A reação e o sentimento – 1

Quando alguém mostra que você está errado, como você se sente?

Perceba, leitor, que fato curioso: o que você sente depende da forma que você interpreta o que acontece.

No caso acima questionado: você pode ficar irritado, levar para o lado pessoal.

Ou, exagerando um pouco, pode ficar contente por agora ver um novo caminho: “Como eu não vi isso antes? Que bom que essa pessoa abriu meus olhos!”

O fato é o mesmo. O que muda é a sua postura diante do fato.

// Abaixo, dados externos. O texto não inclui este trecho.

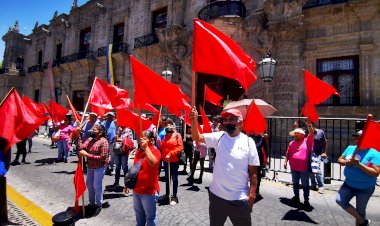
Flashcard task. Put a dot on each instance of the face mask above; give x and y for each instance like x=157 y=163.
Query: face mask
x=230 y=128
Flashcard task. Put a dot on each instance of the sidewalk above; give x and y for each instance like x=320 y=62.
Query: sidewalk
x=50 y=186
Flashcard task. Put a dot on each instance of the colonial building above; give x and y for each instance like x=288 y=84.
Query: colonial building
x=337 y=40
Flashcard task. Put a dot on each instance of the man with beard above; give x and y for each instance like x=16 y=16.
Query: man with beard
x=235 y=165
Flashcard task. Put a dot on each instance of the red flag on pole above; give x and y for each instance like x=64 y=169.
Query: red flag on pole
x=154 y=89
x=19 y=121
x=206 y=123
x=80 y=185
x=108 y=96
x=212 y=97
x=370 y=136
x=216 y=53
x=316 y=92
x=129 y=119
x=254 y=121
x=58 y=112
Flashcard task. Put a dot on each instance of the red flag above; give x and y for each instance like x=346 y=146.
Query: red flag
x=58 y=112
x=206 y=123
x=154 y=89
x=18 y=120
x=316 y=92
x=254 y=121
x=216 y=53
x=129 y=119
x=74 y=112
x=370 y=136
x=80 y=185
x=212 y=97
x=108 y=96
x=37 y=108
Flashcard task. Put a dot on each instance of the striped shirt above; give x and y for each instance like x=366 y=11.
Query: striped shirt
x=98 y=152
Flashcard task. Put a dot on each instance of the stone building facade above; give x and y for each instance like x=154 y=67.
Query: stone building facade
x=337 y=40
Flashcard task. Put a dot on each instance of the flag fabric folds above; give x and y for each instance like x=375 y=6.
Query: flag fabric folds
x=110 y=78
x=216 y=53
x=212 y=97
x=108 y=96
x=153 y=89
x=254 y=121
x=205 y=122
x=79 y=184
x=19 y=121
x=129 y=119
x=58 y=112
x=370 y=136
x=316 y=92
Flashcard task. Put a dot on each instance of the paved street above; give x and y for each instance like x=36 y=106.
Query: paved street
x=50 y=186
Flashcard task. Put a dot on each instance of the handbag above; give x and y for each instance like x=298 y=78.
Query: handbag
x=130 y=179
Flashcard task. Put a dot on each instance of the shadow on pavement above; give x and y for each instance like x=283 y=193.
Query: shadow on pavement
x=42 y=162
x=298 y=215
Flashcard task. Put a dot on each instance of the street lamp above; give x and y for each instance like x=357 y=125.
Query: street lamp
x=167 y=74
x=267 y=66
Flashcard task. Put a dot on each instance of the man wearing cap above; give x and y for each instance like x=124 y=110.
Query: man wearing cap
x=360 y=171
x=298 y=154
x=233 y=188
x=110 y=126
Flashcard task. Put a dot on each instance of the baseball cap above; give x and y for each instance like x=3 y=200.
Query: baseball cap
x=234 y=112
x=297 y=130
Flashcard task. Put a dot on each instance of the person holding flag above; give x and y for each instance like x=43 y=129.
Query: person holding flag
x=361 y=171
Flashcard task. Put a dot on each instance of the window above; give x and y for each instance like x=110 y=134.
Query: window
x=343 y=74
x=118 y=33
x=160 y=19
x=85 y=39
x=58 y=53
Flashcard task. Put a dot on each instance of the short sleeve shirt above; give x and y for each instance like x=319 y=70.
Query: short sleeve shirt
x=233 y=156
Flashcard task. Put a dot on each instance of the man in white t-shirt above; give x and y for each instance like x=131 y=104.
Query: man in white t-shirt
x=233 y=188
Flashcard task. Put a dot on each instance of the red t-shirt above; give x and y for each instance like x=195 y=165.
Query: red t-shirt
x=147 y=180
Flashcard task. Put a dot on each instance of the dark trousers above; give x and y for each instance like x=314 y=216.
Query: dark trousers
x=238 y=211
x=174 y=176
x=21 y=150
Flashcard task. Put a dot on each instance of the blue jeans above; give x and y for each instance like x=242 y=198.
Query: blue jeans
x=304 y=176
x=63 y=149
x=346 y=193
x=145 y=209
x=94 y=183
x=319 y=176
x=174 y=176
x=121 y=162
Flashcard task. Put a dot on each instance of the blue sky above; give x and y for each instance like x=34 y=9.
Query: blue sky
x=27 y=12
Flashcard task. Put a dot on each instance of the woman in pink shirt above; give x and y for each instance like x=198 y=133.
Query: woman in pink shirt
x=298 y=154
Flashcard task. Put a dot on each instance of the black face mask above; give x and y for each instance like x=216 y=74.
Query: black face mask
x=230 y=128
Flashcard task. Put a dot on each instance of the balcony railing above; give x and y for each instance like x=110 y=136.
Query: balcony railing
x=316 y=3
x=146 y=40
x=222 y=9
x=120 y=47
x=35 y=68
x=88 y=54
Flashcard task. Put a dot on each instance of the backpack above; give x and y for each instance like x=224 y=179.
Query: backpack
x=130 y=179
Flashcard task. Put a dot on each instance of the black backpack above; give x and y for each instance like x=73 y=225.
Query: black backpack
x=130 y=179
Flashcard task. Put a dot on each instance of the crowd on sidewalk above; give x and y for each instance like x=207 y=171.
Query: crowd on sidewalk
x=238 y=163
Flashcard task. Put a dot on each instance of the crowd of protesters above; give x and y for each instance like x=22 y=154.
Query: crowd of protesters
x=237 y=174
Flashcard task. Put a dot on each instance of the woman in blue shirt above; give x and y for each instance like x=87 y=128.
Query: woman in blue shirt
x=361 y=172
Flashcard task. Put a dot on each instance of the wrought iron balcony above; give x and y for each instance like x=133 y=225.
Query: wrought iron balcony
x=146 y=40
x=88 y=54
x=35 y=68
x=222 y=9
x=316 y=3
x=120 y=47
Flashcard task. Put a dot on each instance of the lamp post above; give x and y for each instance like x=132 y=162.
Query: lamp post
x=267 y=67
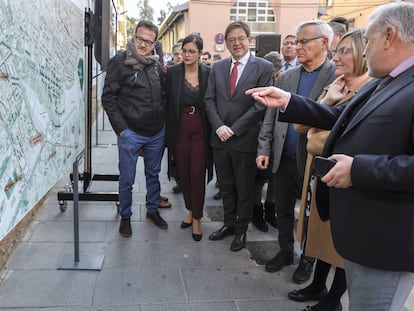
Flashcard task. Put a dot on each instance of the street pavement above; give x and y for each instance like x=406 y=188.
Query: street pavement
x=154 y=269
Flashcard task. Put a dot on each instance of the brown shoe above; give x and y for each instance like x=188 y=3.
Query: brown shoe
x=157 y=220
x=125 y=228
x=164 y=203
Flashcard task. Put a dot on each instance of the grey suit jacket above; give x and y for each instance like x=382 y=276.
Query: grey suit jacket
x=273 y=132
x=238 y=111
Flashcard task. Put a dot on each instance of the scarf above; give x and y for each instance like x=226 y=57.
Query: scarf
x=134 y=59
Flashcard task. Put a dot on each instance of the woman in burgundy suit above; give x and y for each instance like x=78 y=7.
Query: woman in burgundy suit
x=188 y=129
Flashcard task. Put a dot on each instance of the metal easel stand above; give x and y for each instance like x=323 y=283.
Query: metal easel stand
x=77 y=262
x=87 y=176
x=85 y=262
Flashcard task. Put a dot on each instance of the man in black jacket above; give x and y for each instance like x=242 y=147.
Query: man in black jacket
x=370 y=188
x=133 y=99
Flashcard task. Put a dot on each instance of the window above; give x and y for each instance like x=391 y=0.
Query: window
x=257 y=13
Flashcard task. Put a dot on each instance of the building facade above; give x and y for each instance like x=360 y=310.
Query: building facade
x=210 y=18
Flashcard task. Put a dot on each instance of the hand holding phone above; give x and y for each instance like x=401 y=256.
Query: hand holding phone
x=321 y=166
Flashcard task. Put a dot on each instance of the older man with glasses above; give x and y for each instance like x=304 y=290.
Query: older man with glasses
x=289 y=147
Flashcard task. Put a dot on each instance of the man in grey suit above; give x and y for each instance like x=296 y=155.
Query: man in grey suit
x=289 y=147
x=235 y=121
x=370 y=188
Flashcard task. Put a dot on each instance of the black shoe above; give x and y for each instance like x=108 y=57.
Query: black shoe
x=221 y=233
x=298 y=295
x=197 y=237
x=270 y=214
x=185 y=224
x=157 y=220
x=125 y=229
x=258 y=220
x=217 y=196
x=177 y=189
x=315 y=308
x=239 y=242
x=304 y=270
x=281 y=260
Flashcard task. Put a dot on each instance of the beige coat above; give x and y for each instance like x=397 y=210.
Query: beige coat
x=319 y=242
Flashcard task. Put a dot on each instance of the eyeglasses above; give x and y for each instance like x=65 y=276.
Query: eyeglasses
x=234 y=40
x=184 y=51
x=139 y=40
x=306 y=41
x=341 y=51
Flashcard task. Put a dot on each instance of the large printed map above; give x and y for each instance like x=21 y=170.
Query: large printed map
x=41 y=100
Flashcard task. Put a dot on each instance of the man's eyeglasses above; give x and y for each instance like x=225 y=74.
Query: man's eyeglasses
x=234 y=40
x=139 y=40
x=306 y=41
x=184 y=51
x=341 y=51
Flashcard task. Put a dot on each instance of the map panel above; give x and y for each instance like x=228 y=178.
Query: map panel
x=41 y=101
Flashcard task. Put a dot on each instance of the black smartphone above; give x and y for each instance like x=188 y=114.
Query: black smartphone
x=321 y=166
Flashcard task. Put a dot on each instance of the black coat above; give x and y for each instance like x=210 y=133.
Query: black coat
x=372 y=222
x=134 y=98
x=173 y=89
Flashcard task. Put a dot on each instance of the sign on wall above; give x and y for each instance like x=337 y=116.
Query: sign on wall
x=41 y=101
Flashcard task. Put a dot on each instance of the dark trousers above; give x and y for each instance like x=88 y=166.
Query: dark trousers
x=190 y=157
x=287 y=183
x=236 y=174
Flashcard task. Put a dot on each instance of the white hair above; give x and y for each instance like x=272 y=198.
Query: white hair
x=396 y=14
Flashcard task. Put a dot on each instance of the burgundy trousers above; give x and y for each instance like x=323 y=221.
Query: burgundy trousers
x=191 y=161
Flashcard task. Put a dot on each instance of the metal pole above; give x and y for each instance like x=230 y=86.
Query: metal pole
x=76 y=208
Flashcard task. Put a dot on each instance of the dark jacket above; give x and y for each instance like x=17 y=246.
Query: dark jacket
x=174 y=85
x=132 y=98
x=238 y=111
x=373 y=221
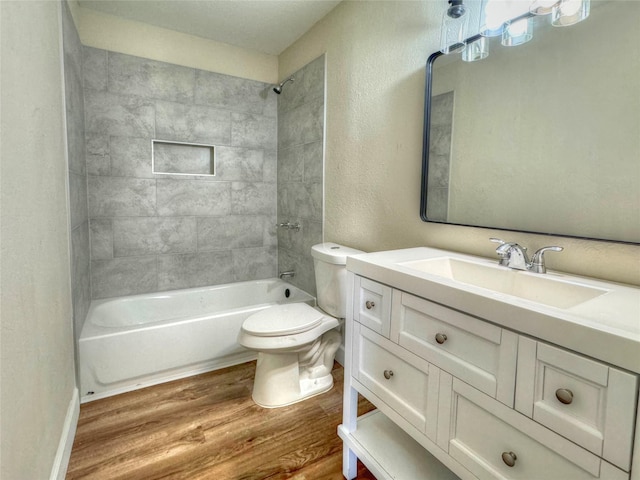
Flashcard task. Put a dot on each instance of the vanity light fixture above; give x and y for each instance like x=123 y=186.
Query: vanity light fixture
x=543 y=7
x=570 y=12
x=476 y=50
x=510 y=19
x=517 y=32
x=455 y=25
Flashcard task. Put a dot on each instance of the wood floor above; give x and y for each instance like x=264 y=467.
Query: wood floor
x=207 y=427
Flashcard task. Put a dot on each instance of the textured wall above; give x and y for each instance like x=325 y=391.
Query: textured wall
x=376 y=54
x=108 y=32
x=154 y=232
x=301 y=170
x=74 y=102
x=37 y=372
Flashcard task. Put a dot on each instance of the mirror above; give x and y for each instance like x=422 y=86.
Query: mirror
x=543 y=137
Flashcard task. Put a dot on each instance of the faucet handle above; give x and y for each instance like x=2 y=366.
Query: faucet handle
x=537 y=261
x=502 y=250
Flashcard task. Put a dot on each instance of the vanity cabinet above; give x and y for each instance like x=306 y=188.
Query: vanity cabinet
x=478 y=400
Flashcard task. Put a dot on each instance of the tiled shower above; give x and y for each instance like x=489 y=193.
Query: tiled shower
x=134 y=231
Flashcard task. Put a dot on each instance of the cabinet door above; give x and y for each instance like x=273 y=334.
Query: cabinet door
x=496 y=442
x=582 y=399
x=469 y=348
x=372 y=305
x=397 y=377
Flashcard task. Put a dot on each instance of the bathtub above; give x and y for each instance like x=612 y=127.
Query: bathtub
x=132 y=342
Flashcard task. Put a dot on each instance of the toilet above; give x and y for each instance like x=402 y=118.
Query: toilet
x=297 y=343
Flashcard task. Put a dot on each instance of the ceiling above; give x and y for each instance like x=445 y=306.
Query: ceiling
x=268 y=26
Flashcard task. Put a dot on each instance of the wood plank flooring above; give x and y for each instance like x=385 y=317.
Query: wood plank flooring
x=207 y=427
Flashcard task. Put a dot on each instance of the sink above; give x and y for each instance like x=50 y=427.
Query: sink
x=545 y=289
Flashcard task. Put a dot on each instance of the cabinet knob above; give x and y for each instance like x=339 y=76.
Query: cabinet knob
x=564 y=395
x=441 y=338
x=509 y=458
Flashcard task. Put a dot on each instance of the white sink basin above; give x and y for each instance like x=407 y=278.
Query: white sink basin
x=535 y=287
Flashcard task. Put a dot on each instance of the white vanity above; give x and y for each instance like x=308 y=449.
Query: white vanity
x=480 y=371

Ou seja: sentimentos não precisam ser sempre um reflexo automático de coisas que acontecem.

O trabalho importa!

Eu conversava com a chefe e com a funcionária.
A funcionária lembrou do dia em que fez a entrevista.
Ela contou vários detalhes. Coisas que foram ditas. Percepções que ela teve.
E a chefe não lembra de nada. Foi só mais uma entrevista, entre dezenas, talvez centenas já realizadas.
Muitas vezes não temos ideia do impacto que causamos nas pessoas. Vamos para o trabalho reclamando de mais um dia de rotina. Enquanto isso, outros que cruzam nosso caminho, curiosamente, tem seu caminho alterado pelas nossas ações.
Lembre-se: o trabalho importa! É no trabalho que aprendemos, mudamos e construímos. E ter um trabalho importante é uma opção sua, e não responsabilidade do seu chefe. Até porque, talvez, ele já tenha esquecido disso.

Sua vez de parar

Toda crise traz oportunidades, diz o clichê.
Lembra da greve dos caminhoneiros? Surgiram oportunidades daquela crise? Eu pensei em uma.
Quem sabe podemos, finalmente, perceber que estamos correndo sem rumo. E reclamando que estão nos impedindo de continuar correndo sem rumo. Será que é mesmo necessário encher o tanque e ir? Não daria para resolver de casa? Não seria melhor nem ir, já que muitas vezes estamos apenas fazendo o que sempre foi feito, sem questionar os reais motivos?
Quem sabe seja sua vez de perceber a importância de parar um pouquinho e olhar para o que realmente importa.
Eu sei que todos precisamos ir. Mas nem sempre.